What drove Kelly to enter into the MPH program was her affinity for emergency medicine in international settings. On the advice of her mentors at the University of Toronto, where she completed her MD, Kelly turned to the MPH program at Queen’s. Of her time at Queen’s, Kelly states “it was a new program, so they were extremely flexible to let me try and complete the program with full time semesters and a break in the middle so I could finish my residency at the same time.” It was this flexibility and assistance that drew Kelly to do her MPH in Kingston: “Queen’s said they would do anything to help be achieve my goals.”
“In undergrad you interact with people and think. Residency is a bit different, but in med school there is a lot of information that requires a lot of memorization as opposed to interpretation.” Because of this disjuncture, Kelly decided that doing her Master’s degree in Public Health was the best option. She says that she chose to do her Master’s to “assimilate this information.” Public Health was the obvious choice to her because “it’s something I find interesting and it offers a lot of practical experience and education.”
Kelly’s international experience helped create her drive to be involved in public health. One of the moments that struck a chord occurred during her time in South Africa. “I was working at a trauma hospital,” she explained, “to gain more exposure to trauma- of which there is high volume there. While I was there, I realized there were certain things that needed to change. A man entered after having been stabbed in the chest. They don’t have a triage system and so he stood in line with a sucking chest wound.” Kelly took the situation into her own hands to help the man. “I took him straight into the trauma room to treat him. I knew that this man needed care right away.” She saw the importance of the implementation of a triage system and believes that “these changes could be vital for patient care.”
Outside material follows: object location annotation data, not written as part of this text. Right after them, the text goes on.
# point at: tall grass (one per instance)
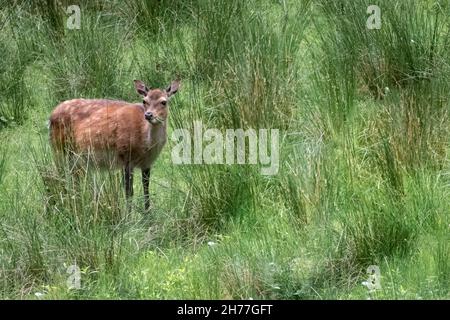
(363, 178)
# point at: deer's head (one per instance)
(156, 101)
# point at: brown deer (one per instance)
(116, 133)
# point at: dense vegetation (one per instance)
(364, 174)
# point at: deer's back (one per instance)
(114, 132)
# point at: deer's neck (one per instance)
(158, 133)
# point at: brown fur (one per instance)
(105, 127)
(115, 133)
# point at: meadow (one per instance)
(364, 176)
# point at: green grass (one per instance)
(364, 173)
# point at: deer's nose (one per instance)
(148, 115)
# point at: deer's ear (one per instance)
(141, 88)
(173, 88)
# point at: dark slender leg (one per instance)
(128, 179)
(145, 184)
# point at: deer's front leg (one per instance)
(128, 179)
(145, 184)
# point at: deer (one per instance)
(116, 134)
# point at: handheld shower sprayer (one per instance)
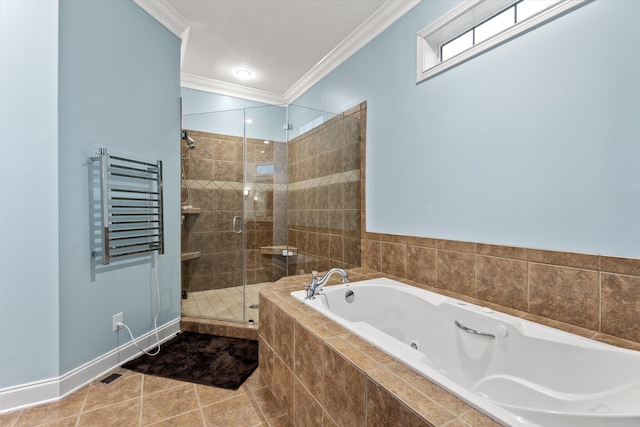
(190, 142)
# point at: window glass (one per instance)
(457, 45)
(528, 8)
(495, 25)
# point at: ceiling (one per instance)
(287, 45)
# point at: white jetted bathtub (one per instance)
(518, 372)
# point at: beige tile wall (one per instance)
(595, 292)
(325, 192)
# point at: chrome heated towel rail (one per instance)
(131, 214)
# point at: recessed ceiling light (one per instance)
(243, 74)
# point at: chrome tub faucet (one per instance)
(318, 283)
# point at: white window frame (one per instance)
(462, 18)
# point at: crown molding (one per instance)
(165, 14)
(192, 81)
(386, 15)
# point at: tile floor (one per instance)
(138, 400)
(224, 304)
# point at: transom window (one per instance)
(478, 25)
(509, 17)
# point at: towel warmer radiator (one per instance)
(132, 220)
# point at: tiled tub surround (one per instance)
(594, 292)
(324, 167)
(322, 374)
(214, 174)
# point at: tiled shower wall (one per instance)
(214, 173)
(324, 193)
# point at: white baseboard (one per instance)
(39, 392)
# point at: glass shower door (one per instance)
(212, 206)
(265, 201)
(235, 221)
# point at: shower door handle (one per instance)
(234, 226)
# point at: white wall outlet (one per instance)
(117, 318)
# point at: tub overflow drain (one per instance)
(349, 296)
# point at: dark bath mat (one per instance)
(203, 359)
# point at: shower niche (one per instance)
(267, 192)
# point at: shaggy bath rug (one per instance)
(203, 359)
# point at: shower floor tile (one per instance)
(224, 304)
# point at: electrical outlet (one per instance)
(117, 318)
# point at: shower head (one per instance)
(190, 142)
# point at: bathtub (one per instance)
(517, 372)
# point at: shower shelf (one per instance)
(191, 210)
(283, 250)
(186, 256)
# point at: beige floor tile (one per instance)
(168, 403)
(125, 414)
(209, 395)
(10, 418)
(55, 411)
(232, 412)
(66, 422)
(189, 419)
(153, 384)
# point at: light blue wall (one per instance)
(28, 192)
(533, 143)
(119, 89)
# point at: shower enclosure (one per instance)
(268, 191)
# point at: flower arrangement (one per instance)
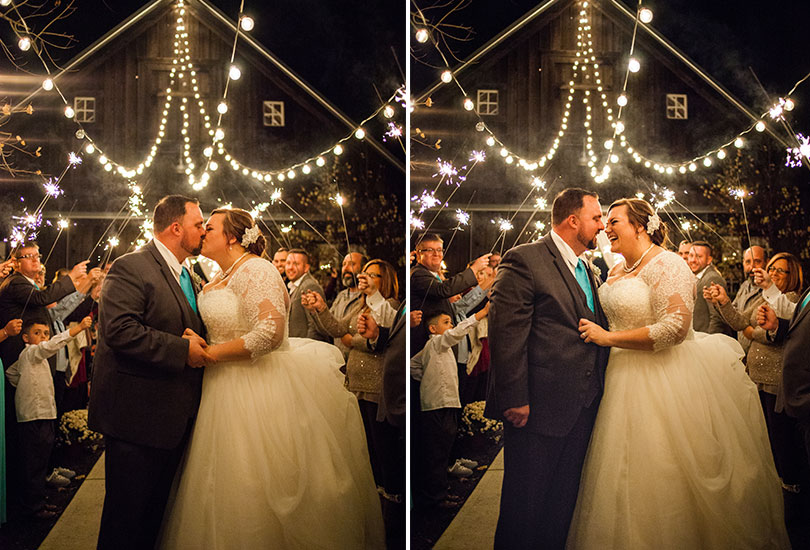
(73, 426)
(474, 422)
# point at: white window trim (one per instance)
(273, 111)
(485, 100)
(677, 107)
(83, 114)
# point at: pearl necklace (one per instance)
(224, 274)
(635, 265)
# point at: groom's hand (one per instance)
(518, 416)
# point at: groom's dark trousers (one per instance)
(539, 359)
(540, 484)
(144, 397)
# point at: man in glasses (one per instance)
(22, 297)
(430, 290)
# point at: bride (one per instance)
(679, 456)
(278, 456)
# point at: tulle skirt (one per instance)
(679, 457)
(277, 459)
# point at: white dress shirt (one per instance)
(571, 259)
(31, 375)
(174, 265)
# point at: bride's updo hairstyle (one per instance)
(234, 224)
(639, 213)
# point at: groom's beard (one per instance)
(590, 245)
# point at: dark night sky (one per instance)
(725, 38)
(342, 48)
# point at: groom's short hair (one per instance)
(567, 202)
(170, 209)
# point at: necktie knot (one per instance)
(188, 288)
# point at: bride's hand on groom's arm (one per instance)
(593, 333)
(518, 416)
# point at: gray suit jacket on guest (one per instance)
(795, 366)
(301, 323)
(537, 355)
(142, 390)
(706, 318)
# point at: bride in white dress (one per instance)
(679, 456)
(277, 458)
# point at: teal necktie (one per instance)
(582, 278)
(188, 289)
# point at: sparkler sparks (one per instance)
(504, 225)
(394, 131)
(426, 200)
(478, 156)
(795, 154)
(462, 217)
(52, 188)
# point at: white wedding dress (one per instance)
(277, 458)
(679, 456)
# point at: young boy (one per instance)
(36, 407)
(439, 399)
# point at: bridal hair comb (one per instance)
(251, 236)
(653, 223)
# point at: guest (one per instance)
(35, 407)
(435, 368)
(683, 250)
(705, 318)
(364, 366)
(12, 328)
(348, 302)
(280, 260)
(301, 323)
(429, 290)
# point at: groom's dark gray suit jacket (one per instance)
(537, 355)
(142, 391)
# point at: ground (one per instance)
(21, 533)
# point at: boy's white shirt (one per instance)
(435, 366)
(31, 375)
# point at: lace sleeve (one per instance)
(672, 293)
(263, 304)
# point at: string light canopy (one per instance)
(615, 148)
(199, 176)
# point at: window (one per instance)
(677, 107)
(488, 102)
(273, 112)
(85, 108)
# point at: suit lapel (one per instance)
(799, 315)
(190, 319)
(577, 294)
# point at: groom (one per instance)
(146, 383)
(545, 382)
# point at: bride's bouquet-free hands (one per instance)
(199, 354)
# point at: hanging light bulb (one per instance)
(645, 15)
(247, 23)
Kelly’s experiences have helped her focus her attention on what she believes is a pressing issue at most hospitals: prevention. She aspires to foster communication between hospitals and encourage coordination to prevent and monitor outbreaks. “There are a lot of patients without family physicians and many use emergency as their only source of healthcare.” Kelly claims that this makes monitoring outbreaks incredibly difficult. “I don’t know when I am working if there are people with the same symptoms in other emergency rooms in Ottawa. I don’t know if this is something or nothing. Is there an outbreak? This, right away, is something that needs coordination so that we can recognize potential outbreaks earlier.”
It is clear that Kelly Ogilvie aspires to innovate. Her desire to enhance public health systems whether they are in South Africa or in Ottawa is truly inspirational. With Kelly’s global experiences and desire to reform and enhance health care systems, it is no surprise that she hopes to work for the World Health Organization in communicable and infectious diseases. She will be returning to work in Honduras in February 2013 and will be spending time working in Nepal in 2014.